Defending against AI-powered attacks requires a multi-layered approach that goes beyond traditional security measures. Organizations must focus on three critical areas:

• Policy Updates: Acceptable use policies must expressly define the misuse of synthetic or fabricated media and content. Without clear definitions, districts and organizations may be legally and operationally vulnerable when attacks occur.
• Staff and Student Training: Traditional advice to check email sender addresses is now obsolete. Training must address AI-powered vishing, deepfake impersonations, and automated social engineering. Teachers must help students understand how AI-generated content can cause permanent damage and harm reputations.
• Modern Detection Tools: Security solutions must live inside the ecosystems where work happens, such as Google Workspace and Microsoft 365. Systems that detect abnormal behavioral patterns, such as a student account suddenly sharing hundreds of files at 2 a.m. from another country, allow IT teams to identify and stop risks before they escalate.

Despite the challenges, there are signs of progress. Among INTERPOL member countries surveyed, 66.7% have adopted AI tools and systems for predictive analysis, digital forensics, and threat detection. Several countries are also strengthening national cybercrime legislation and investing in specialized law enforcement units to address increasingly sophisticated threats.
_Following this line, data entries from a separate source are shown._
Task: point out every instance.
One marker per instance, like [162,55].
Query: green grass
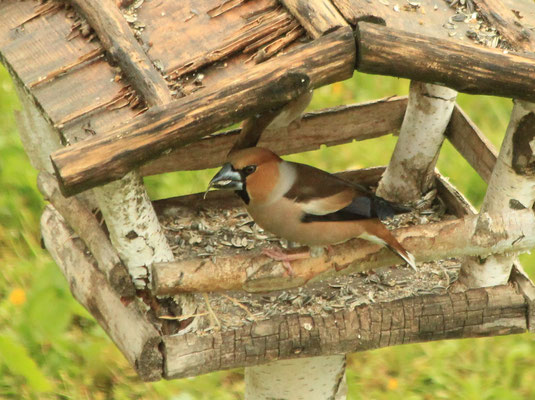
[51,348]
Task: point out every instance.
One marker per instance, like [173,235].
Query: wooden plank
[471,143]
[489,311]
[255,272]
[270,84]
[507,23]
[316,16]
[427,17]
[125,324]
[117,38]
[85,225]
[76,101]
[465,68]
[199,33]
[330,126]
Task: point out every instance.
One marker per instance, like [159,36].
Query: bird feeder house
[116,90]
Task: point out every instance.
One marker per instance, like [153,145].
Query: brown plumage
[304,204]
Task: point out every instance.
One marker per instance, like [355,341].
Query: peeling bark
[511,187]
[410,173]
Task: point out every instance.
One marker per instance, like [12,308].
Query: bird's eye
[249,169]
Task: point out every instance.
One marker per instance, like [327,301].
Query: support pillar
[511,186]
[410,173]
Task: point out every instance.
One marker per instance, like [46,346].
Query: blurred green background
[51,348]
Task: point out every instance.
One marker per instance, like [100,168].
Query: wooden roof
[151,66]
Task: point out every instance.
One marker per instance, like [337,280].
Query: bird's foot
[285,258]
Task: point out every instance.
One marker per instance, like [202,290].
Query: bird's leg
[285,258]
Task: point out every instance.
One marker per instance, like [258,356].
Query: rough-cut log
[511,187]
[465,68]
[475,313]
[117,38]
[481,235]
[330,126]
[411,171]
[133,226]
[466,137]
[86,226]
[273,83]
[313,378]
[317,16]
[133,334]
[507,23]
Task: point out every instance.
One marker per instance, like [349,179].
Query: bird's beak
[227,178]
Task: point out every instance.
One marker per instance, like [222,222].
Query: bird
[306,205]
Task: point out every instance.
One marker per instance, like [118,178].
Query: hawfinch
[304,204]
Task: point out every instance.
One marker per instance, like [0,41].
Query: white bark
[410,173]
[507,189]
[133,225]
[315,378]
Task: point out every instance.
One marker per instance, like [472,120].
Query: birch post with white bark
[410,173]
[511,186]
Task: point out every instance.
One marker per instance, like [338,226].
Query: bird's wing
[325,197]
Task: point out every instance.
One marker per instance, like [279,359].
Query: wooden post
[315,378]
[410,173]
[511,187]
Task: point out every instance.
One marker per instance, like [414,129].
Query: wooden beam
[331,126]
[465,68]
[507,23]
[466,137]
[410,174]
[110,156]
[316,16]
[117,38]
[86,226]
[485,312]
[124,323]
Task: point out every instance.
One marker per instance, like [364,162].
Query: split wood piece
[505,232]
[331,126]
[117,38]
[511,187]
[110,156]
[411,171]
[256,31]
[94,54]
[466,137]
[465,68]
[124,323]
[507,23]
[317,16]
[475,313]
[86,226]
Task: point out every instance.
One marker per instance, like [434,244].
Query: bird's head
[252,172]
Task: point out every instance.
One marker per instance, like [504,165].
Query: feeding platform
[113,91]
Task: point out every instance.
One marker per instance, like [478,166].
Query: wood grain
[117,38]
[316,16]
[271,84]
[466,68]
[471,143]
[509,25]
[475,313]
[129,328]
[332,126]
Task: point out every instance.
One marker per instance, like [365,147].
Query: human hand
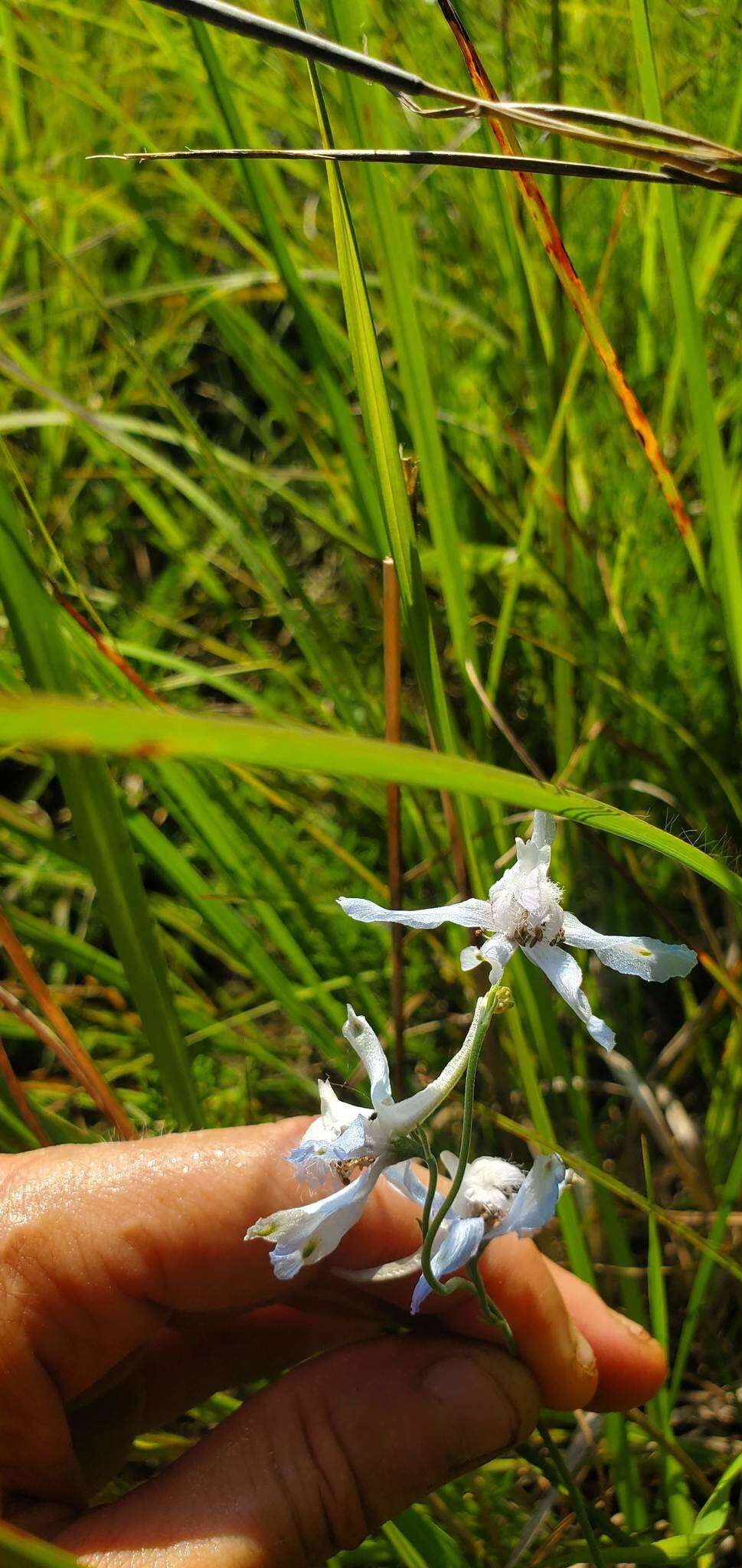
[127,1295]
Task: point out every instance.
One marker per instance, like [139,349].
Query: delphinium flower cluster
[350,1148]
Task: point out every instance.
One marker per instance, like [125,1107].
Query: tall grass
[208,377]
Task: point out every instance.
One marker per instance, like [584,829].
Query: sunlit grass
[208,374]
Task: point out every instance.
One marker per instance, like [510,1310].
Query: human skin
[127,1295]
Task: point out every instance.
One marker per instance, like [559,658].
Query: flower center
[528,908]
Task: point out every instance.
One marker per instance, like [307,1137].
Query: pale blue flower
[525,910]
[496,1198]
[347,1142]
[306,1234]
[344,1134]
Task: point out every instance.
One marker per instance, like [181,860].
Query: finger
[631,1363]
[550,1343]
[184,1366]
[320,1459]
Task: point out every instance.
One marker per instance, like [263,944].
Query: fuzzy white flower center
[489,1189]
[528,905]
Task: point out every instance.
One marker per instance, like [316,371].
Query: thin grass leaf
[716,479]
[574,289]
[119,730]
[100,825]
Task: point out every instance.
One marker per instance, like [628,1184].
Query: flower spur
[347,1142]
[496,1198]
[525,910]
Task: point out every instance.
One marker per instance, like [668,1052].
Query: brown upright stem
[19,1098]
[61,1037]
[393,673]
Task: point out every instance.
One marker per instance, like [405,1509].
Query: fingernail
[485,1402]
[584,1352]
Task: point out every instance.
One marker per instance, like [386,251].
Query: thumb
[320,1459]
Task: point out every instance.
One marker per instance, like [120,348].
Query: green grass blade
[714,474]
[119,730]
[98,819]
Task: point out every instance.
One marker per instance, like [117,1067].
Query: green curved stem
[430,1231]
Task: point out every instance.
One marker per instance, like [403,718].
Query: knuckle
[325,1490]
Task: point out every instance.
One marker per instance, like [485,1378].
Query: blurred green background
[198,482]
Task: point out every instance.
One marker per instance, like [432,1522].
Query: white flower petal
[336,1114]
[535,1203]
[410,1112]
[567,978]
[369,1048]
[306,1234]
[632,956]
[380,1274]
[496,952]
[474,913]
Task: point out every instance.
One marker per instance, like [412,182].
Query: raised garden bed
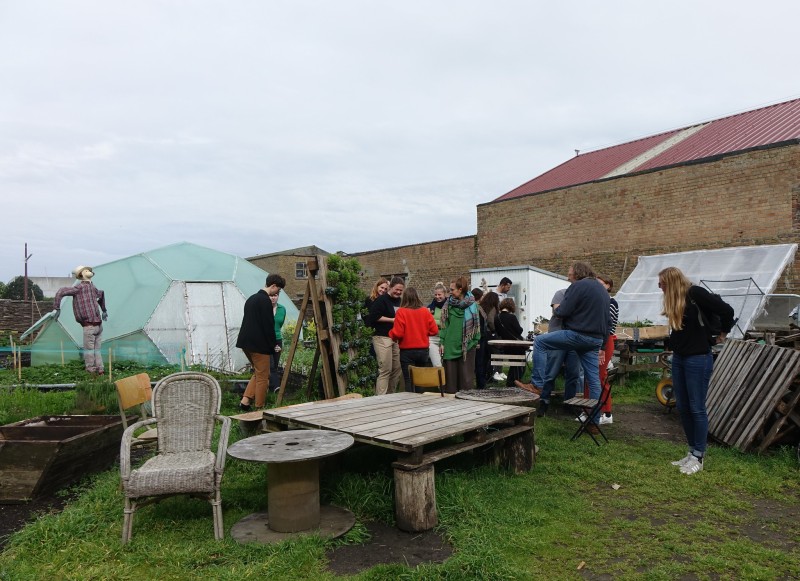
[43,454]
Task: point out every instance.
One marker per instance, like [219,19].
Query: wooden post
[415,499]
[293,347]
[323,335]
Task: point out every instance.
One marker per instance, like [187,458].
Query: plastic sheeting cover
[741,275]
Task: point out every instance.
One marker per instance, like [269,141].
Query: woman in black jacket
[508,328]
[691,310]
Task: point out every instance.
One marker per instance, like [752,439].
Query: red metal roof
[759,127]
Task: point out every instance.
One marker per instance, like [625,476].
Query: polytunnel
[182,302]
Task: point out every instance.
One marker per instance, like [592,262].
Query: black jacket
[693,339]
[257,334]
[384,306]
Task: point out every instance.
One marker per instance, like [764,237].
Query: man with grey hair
[585,315]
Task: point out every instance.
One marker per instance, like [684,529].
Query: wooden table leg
[415,499]
[293,496]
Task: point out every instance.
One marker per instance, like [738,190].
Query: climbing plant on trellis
[356,366]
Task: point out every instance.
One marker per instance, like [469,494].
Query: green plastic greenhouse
[179,303]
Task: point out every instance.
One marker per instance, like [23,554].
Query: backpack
[711,322]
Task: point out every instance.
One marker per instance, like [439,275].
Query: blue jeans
[690,377]
[556,346]
[573,382]
[572,371]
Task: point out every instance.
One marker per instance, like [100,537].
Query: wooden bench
[501,359]
[421,428]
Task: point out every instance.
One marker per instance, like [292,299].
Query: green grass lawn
[566,519]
The regional disparity in cybersecurity maturity remains a critical vulnerability. While some countries have comparatively advanced cybersecurity frameworks and institutional capabilities, many developing countries and small island states continue to face significant resource and capacity constraints. Jurisdictions with fragmented enforcement structures, limited technical capabilities, and weaker legislation remain particularly vulnerable to exploitation by transnational criminal networks.

As AI tools become more accessible and powerful, the race between defenders and attackers is accelerating. The $40 billion annual haul from scam operations in Asia-Pacific demonstrates that cybercriminals are winning this race, at least for now. Closing the gap will require sustained investment in technology, training, and international cooperation across the region.